January 17, 2021

DCTRS

Damascus Center for Theoretical and Civil Rights Studies

Doc Rivers will try to cure what ails the talented 76ers

It was 30 degrees and snowing in Philadelphia when Doc Rivers answered the phone on a Tuesday evening. The forecast had called for a snowstorm to blanket the East Coast by the end of the week, with the temperatures dropping to 14 degrees.

When Rivers was told it was 75 degrees with blue skies in Los Angeles, he laughed and laughed.

“Damn!” Rivers said. “A few days ago, it was 67 here and I thought, ‘It’s not so bad here in Philly.’ Hell, I was wrong about that.”

His life had significantly changed in a matter of months and, truthfully, in a matter of a few days.

Rivers had been the coach of a talented Clippers team with Kawhi Leonard and Paul George, two of the best two-way players in the NBA, and was expected to contend for the NBA championship. Rivers had been living in Malibu, his house having picturesque views of the Pacific Ocean, his life next to perfect.

Now he is the coach of the Philadelphia 76ers after having been fired by the Clippers following a historic collapse in the playoffs, a twist of fate Rivers with which he must live.

Aside from the inclement conditions in Philadelphia, having young stars Joel Embiid and Ben Simmons as his centerpieces to contend with in the uber-competitive Eastern Conference means life is not so bad for Rivers after all.

“I got two studs, man, and they are very open to coaching,” said Rivers, who guided Boston to the 2008 NBA title and back to the Finals in 2010. “It’s funny. I guess what they would say with the Clippers is they haven’t won, and it’s the same with Philly. They haven’t won yet with these young guys. When you’re young, the ‘yet’ word is important because it can still get done, and I believe that. I think they are about ready to win and being winners.”

Over the course of his seven seasons with the Clippers, Rivers delivered them to the playoffs six times. Yet none of his teams made it past the second round of the playoffs and two of them blew 3-1 series leads, the falling apart against the Denver Nuggets in September too much to prevent his termination.

Though Rivers had a 356-208 regular-season record with the Clippers, he and owner Steve Ballmer agreed to part ways.

Rivers landed in Philadelphia soon after departing the Clippers on a Monday by securing his new job with the 76ers on a Thursday of the same week.

“I had heard through the grapevine even before this [firing], they had reached out. They had a lot of interest and if I would leave the Clippers, which I wouldn’t have done,” Rivers said. “So, it was tough because it was just so quick, like you get three days.

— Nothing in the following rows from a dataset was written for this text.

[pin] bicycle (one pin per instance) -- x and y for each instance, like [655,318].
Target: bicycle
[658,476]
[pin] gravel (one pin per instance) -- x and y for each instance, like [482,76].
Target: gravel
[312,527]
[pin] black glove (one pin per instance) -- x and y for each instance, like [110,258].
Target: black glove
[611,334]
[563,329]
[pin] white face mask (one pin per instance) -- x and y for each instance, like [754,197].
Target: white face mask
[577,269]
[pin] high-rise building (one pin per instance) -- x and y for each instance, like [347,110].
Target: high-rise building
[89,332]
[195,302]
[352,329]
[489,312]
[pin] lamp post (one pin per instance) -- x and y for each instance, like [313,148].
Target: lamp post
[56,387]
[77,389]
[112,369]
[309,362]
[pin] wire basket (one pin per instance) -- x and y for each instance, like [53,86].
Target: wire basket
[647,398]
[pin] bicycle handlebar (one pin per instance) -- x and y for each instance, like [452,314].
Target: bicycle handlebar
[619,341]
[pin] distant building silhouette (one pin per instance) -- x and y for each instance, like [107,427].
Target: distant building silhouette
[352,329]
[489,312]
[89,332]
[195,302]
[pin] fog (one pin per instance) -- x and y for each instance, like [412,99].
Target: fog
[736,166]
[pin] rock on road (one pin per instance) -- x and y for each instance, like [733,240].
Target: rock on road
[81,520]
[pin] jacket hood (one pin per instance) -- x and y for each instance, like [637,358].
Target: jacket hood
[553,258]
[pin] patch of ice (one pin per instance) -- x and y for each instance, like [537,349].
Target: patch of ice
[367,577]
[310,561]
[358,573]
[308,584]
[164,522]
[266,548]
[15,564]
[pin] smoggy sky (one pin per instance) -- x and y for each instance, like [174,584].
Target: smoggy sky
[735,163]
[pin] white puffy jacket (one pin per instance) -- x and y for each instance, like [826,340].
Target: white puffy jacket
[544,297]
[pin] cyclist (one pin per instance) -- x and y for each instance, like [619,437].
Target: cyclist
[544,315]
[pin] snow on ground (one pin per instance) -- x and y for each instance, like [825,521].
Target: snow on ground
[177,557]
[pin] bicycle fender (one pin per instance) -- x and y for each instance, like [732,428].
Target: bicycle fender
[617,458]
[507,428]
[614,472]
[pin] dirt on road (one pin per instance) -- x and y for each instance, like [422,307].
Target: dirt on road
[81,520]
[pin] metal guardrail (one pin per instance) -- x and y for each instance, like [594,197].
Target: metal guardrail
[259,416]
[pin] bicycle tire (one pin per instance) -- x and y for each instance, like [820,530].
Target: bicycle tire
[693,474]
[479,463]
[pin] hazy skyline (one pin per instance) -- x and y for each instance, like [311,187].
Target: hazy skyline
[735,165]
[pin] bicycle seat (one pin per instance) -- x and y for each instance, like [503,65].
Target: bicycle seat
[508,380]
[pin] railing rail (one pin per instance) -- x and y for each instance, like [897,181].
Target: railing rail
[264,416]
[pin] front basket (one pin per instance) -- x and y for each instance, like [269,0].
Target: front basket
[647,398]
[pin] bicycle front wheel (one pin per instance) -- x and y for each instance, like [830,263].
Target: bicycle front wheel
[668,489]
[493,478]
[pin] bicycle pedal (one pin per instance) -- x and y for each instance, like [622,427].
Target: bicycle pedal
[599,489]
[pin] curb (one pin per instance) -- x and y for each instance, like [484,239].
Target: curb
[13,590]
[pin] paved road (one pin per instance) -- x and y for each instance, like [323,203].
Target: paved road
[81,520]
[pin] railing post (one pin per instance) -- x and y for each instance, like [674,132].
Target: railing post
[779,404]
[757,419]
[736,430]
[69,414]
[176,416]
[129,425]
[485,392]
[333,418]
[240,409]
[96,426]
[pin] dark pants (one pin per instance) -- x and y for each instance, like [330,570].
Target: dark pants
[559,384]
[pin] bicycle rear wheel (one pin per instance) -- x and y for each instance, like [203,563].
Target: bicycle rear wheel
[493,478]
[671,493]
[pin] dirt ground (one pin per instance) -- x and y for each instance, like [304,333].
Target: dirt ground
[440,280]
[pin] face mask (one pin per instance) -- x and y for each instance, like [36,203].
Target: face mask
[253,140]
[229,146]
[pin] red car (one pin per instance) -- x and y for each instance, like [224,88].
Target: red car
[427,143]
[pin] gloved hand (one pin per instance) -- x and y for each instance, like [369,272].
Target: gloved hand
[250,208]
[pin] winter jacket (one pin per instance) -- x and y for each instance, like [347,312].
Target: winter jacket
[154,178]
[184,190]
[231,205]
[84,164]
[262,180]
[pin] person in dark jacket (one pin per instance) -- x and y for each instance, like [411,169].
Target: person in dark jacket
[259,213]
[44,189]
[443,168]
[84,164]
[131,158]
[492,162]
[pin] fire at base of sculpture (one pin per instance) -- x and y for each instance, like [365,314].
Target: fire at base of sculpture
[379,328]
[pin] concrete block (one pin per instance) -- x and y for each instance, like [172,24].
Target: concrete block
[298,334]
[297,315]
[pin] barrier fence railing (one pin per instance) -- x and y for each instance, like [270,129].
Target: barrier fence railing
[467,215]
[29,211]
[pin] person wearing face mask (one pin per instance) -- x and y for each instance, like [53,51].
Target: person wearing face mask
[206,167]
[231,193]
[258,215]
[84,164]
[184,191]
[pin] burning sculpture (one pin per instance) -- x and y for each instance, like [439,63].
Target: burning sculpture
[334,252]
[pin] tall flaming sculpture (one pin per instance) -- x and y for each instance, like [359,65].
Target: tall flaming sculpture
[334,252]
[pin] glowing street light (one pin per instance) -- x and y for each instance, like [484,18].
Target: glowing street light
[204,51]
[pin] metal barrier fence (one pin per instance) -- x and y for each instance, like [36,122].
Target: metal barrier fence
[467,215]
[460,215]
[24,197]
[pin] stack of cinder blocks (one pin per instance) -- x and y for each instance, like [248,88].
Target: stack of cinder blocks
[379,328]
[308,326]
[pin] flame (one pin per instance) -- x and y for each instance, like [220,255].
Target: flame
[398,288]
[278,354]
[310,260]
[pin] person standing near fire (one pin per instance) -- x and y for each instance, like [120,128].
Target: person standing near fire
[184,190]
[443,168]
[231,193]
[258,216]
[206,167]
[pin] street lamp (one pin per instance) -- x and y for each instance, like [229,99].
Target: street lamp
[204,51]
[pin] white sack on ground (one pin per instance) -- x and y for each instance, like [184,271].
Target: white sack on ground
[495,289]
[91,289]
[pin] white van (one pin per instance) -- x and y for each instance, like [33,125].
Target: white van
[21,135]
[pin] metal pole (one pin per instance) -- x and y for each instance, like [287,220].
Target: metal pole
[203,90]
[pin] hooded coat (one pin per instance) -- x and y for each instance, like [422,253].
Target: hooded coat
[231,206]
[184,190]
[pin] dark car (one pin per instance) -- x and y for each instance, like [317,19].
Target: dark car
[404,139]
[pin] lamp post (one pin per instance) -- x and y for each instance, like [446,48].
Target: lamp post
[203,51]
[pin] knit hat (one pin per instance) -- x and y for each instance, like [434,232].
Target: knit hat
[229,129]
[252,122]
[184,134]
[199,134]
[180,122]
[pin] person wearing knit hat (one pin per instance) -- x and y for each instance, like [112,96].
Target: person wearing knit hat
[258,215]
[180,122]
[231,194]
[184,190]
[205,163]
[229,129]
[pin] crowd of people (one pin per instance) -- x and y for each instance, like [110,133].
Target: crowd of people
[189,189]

I was fired and hired in four days. It has to be a record, you know? But because it was this team, it wasn’t as difficult. There were some other jobs that obviously [were] available, but I just wouldn’t even go take an interview. I was like, I’d wait for a good one.”

The analysis on how Rivers and the Clippers failed was swift.

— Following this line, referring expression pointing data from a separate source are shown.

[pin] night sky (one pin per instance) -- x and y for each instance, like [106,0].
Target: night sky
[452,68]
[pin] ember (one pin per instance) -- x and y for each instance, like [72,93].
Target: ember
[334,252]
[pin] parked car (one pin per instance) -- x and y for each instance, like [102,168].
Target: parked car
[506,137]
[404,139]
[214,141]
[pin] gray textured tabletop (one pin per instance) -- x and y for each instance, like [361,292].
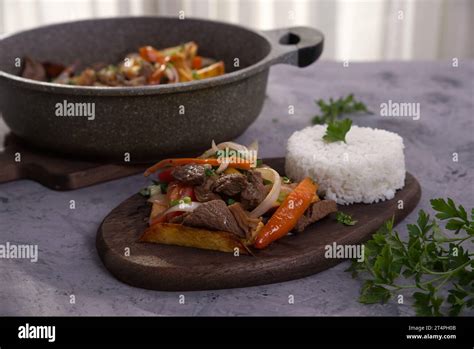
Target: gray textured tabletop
[69,265]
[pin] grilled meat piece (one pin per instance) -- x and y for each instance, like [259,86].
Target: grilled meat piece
[254,192]
[246,223]
[204,193]
[213,215]
[230,184]
[190,174]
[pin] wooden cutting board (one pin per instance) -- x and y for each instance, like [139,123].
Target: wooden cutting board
[58,172]
[175,268]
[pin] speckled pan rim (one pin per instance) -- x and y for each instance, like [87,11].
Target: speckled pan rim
[227,78]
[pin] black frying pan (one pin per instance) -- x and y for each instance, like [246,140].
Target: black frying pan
[147,122]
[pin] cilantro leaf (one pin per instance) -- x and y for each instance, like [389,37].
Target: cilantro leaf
[337,130]
[431,258]
[332,109]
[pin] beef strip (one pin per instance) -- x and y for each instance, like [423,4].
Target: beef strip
[314,213]
[230,184]
[204,193]
[190,174]
[246,223]
[178,219]
[214,215]
[254,192]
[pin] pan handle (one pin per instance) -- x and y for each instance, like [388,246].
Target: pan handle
[298,46]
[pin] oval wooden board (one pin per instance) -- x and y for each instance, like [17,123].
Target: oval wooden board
[175,268]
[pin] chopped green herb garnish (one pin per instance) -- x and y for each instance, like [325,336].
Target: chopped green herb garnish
[150,190]
[334,108]
[164,187]
[345,218]
[337,130]
[431,262]
[286,180]
[281,197]
[184,200]
[209,172]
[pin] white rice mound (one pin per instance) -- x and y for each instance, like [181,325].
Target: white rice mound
[369,168]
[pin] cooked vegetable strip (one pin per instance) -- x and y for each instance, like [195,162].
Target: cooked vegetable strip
[148,66]
[243,165]
[287,215]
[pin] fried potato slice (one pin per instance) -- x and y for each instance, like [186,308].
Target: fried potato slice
[181,235]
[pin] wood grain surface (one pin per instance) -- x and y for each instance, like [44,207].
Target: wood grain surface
[175,268]
[55,171]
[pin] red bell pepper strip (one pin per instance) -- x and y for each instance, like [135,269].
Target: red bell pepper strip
[288,213]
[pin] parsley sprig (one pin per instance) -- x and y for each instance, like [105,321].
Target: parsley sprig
[337,130]
[331,110]
[437,264]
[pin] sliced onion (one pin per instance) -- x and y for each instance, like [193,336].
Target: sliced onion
[158,198]
[223,166]
[182,208]
[272,175]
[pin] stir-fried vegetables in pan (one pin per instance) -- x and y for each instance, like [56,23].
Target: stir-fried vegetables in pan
[148,66]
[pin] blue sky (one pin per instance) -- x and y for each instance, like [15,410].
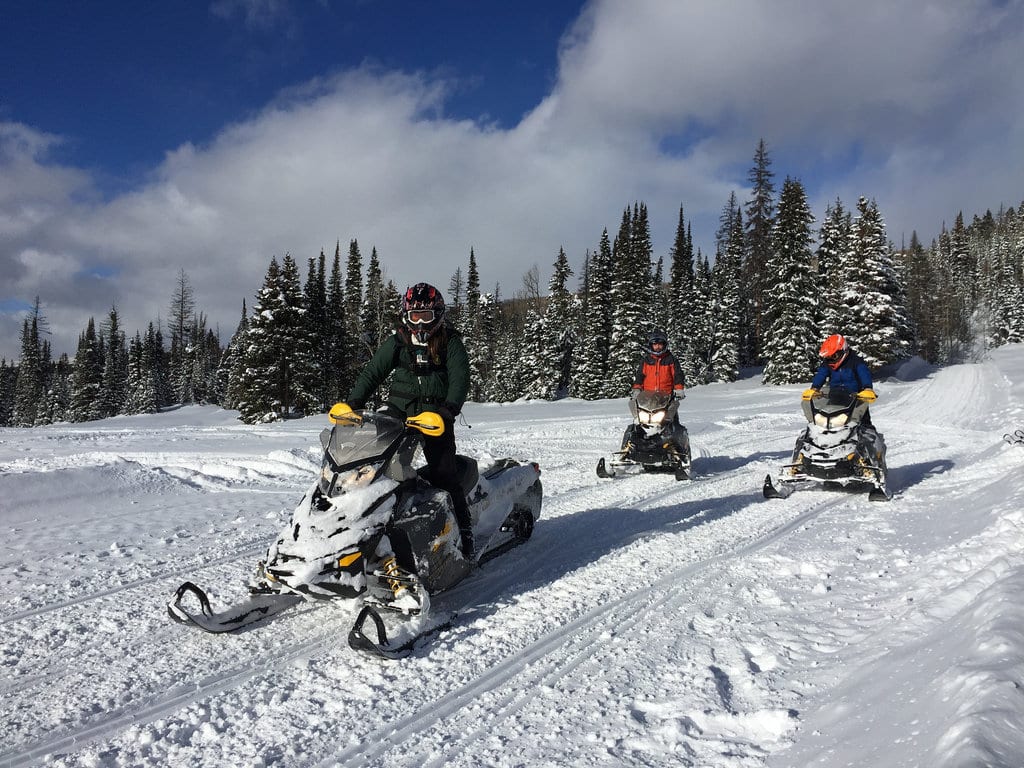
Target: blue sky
[137,139]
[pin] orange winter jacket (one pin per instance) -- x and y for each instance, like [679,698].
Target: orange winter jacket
[662,374]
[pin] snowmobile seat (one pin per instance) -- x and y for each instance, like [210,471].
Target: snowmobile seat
[469,472]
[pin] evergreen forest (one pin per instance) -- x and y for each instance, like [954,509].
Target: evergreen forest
[777,282]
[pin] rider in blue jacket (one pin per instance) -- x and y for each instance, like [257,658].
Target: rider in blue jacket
[843,369]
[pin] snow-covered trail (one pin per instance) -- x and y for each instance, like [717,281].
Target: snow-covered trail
[647,623]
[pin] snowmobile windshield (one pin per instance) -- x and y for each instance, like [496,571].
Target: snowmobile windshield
[365,442]
[650,400]
[838,396]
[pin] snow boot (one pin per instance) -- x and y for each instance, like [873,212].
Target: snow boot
[468,545]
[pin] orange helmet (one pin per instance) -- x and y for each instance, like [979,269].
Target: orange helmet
[834,350]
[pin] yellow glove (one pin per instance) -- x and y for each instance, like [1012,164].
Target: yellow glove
[341,413]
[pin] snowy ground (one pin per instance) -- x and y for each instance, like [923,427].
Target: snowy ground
[648,622]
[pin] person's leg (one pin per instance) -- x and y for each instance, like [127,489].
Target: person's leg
[439,453]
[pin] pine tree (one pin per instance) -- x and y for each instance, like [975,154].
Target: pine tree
[8,381]
[29,387]
[704,323]
[232,363]
[631,297]
[87,379]
[141,384]
[875,294]
[278,379]
[316,327]
[835,250]
[358,344]
[179,326]
[681,321]
[115,385]
[760,221]
[479,347]
[341,358]
[791,295]
[726,324]
[595,334]
[557,341]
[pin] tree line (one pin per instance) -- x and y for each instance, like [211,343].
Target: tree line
[776,283]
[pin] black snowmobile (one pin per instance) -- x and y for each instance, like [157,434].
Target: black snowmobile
[654,442]
[375,528]
[837,449]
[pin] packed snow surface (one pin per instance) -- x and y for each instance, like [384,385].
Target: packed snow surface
[647,623]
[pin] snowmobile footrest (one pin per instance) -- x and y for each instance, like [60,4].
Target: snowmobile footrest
[771,491]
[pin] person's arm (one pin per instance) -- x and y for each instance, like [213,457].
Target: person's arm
[457,363]
[678,377]
[373,374]
[819,378]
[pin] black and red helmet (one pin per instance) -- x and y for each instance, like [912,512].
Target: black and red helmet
[422,311]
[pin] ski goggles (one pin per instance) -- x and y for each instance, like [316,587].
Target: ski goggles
[420,316]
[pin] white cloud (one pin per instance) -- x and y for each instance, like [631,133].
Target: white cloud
[656,101]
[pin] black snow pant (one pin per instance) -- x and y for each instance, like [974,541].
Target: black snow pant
[439,453]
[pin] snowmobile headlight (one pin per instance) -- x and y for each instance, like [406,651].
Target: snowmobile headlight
[358,477]
[651,417]
[346,560]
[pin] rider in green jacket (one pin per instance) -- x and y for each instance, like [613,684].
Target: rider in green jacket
[431,373]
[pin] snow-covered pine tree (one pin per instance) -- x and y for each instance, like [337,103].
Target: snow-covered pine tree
[8,382]
[57,396]
[590,381]
[875,293]
[760,220]
[342,363]
[791,292]
[372,312]
[727,301]
[232,363]
[454,300]
[115,386]
[558,340]
[29,388]
[87,379]
[359,348]
[680,327]
[704,323]
[314,294]
[835,250]
[141,385]
[179,325]
[631,299]
[474,332]
[529,359]
[278,378]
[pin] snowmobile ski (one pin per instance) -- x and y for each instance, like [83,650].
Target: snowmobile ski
[395,647]
[771,491]
[252,610]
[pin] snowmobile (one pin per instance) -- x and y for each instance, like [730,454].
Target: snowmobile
[655,441]
[837,449]
[372,527]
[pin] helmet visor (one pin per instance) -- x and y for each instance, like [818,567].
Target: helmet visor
[420,316]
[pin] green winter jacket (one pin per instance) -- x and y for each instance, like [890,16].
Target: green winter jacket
[417,386]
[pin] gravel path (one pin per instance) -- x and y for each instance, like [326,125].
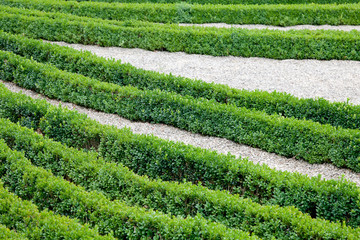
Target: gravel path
[333,80]
[221,145]
[346,28]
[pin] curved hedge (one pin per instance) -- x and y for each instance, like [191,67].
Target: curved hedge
[114,217]
[319,110]
[295,44]
[148,155]
[28,222]
[283,15]
[289,137]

There was George going on a podcast criticizing Rivers, saying he didn’t use him properly in the offense, that the team didn’t make the proper adjustments against the Nuggets and that the Clippers weren’t adequately prepared because of so little practice time.

“I told someone the other day, I said, ‘Listen, everybody doesn’t love playing for me, and I’m fine with that.’ That doesn’t make them bad guys or good guys or whatever. I do my best, and if they like it … ” Rivers said. “And I joked and said, ‘Paul loved playing for me until the playoffs.’ If you look at his numbers, he got more pick and rolls than he had ever gotten in his entire career and he had his highest percentage in pick and rolls than he ever had when he was with me. Paul struggled in the playoffs. He struggled in the Dallas series. He needed somebody to blame, and I’m fine with that. Blame me. [Expletive], I can handle it.”

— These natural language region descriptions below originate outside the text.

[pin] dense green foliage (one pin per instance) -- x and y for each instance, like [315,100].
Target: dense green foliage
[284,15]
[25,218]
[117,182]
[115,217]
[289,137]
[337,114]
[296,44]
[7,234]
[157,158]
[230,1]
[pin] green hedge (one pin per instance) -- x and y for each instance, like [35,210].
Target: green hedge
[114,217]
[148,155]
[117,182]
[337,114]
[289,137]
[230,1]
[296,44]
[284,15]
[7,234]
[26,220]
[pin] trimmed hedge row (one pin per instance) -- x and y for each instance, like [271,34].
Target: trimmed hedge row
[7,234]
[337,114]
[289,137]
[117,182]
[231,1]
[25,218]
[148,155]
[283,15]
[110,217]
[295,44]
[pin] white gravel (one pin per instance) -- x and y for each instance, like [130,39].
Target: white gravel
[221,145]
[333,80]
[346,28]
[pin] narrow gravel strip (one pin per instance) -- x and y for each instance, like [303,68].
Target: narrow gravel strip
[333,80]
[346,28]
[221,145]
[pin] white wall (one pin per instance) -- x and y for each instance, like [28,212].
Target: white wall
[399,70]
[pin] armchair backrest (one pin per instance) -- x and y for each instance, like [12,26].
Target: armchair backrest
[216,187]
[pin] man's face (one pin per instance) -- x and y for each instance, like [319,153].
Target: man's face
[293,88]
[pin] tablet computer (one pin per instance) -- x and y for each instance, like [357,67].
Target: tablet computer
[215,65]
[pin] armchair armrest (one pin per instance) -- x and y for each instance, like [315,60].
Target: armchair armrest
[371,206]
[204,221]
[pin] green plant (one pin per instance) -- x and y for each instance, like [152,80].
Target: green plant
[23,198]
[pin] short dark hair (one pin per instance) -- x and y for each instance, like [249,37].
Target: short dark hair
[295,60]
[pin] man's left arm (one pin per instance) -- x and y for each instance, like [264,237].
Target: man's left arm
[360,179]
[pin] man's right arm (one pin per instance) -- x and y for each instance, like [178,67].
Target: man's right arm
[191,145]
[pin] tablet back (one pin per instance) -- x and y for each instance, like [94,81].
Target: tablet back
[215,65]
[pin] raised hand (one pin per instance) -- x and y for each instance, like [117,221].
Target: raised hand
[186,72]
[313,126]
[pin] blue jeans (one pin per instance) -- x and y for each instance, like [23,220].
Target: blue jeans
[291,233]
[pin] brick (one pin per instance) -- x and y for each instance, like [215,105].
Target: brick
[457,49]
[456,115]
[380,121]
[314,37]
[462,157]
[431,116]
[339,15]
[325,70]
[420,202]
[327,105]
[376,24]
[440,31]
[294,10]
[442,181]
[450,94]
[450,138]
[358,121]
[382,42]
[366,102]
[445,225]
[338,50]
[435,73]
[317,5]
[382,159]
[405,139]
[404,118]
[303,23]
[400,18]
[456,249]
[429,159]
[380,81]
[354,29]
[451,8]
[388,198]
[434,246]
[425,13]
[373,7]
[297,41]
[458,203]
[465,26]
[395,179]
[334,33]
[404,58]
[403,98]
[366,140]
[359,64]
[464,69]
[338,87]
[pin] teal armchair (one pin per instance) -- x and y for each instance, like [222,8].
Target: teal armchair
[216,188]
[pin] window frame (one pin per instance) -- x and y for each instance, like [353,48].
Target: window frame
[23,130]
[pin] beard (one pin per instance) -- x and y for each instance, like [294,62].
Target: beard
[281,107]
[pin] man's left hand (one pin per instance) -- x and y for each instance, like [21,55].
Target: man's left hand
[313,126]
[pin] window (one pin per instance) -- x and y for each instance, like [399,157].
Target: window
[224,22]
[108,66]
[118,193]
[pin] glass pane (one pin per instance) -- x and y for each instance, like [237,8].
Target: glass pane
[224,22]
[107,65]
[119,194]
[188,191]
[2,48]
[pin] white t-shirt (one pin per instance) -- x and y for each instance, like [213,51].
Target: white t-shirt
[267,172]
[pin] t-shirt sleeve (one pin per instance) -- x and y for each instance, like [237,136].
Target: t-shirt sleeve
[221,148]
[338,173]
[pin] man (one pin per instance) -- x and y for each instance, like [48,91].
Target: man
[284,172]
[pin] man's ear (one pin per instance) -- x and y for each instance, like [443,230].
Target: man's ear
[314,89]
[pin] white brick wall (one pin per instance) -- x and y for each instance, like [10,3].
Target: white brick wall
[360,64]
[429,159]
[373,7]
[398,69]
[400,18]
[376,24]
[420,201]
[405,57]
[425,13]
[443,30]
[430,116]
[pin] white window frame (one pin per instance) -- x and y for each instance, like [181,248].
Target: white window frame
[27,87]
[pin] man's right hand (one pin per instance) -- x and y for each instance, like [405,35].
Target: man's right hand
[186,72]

Still, it pains Rivers to know the Clippers had a 3-1 lead against the Nuggets and led by double digits in each of the final three games and still lost that series.

His team just didn’t handle playing in the bubble on the ESPN Wide World of Sports Complex near Orlando, Fla., leading to his demise.

“Last [season], that is the one that hurts, because we were up 3-1 and I thought we were the better team,” he said. “This last series, all of them were home games or road games. I don’t know what the hell the bubble was. But I left that series thinking we were the better team, and we didn’t perform. We had a lot of [stuff] going on. Pat Beverley couldn’t play more than three-minute stretches because of an injury. Trez [Montrezl Harrell] was never in shape, and all that stuff. And I really believe, in my heart, if there is no bubble, we would have at least played the Lakers” in the Western Conference finals.

There is no pity in the NBA, and Rivers knows he has to guide a 76ers squad with unrelenting fans that lost in the first round last season.

And it won’t be easy in the Eastern Conference, the top half of which features several contenders.

“Let me tell you, man, the East is tough and it’s deep,” Rivers said. “When you look at the West right now, for the most part, it’s the Clippers and the Lakers. I guess Denver you have to put in there. But is there another team?

“But the East, man, from Miami to Milwaukee to us to Boston to Toronto to Brooklyn … damn! I guess Milwaukee would be the clear-cut favorite, but after that, we are all right there. And it’s going to come down to the teams that are able to deal with stuff and handle this season. This is another extraordinarily different season.”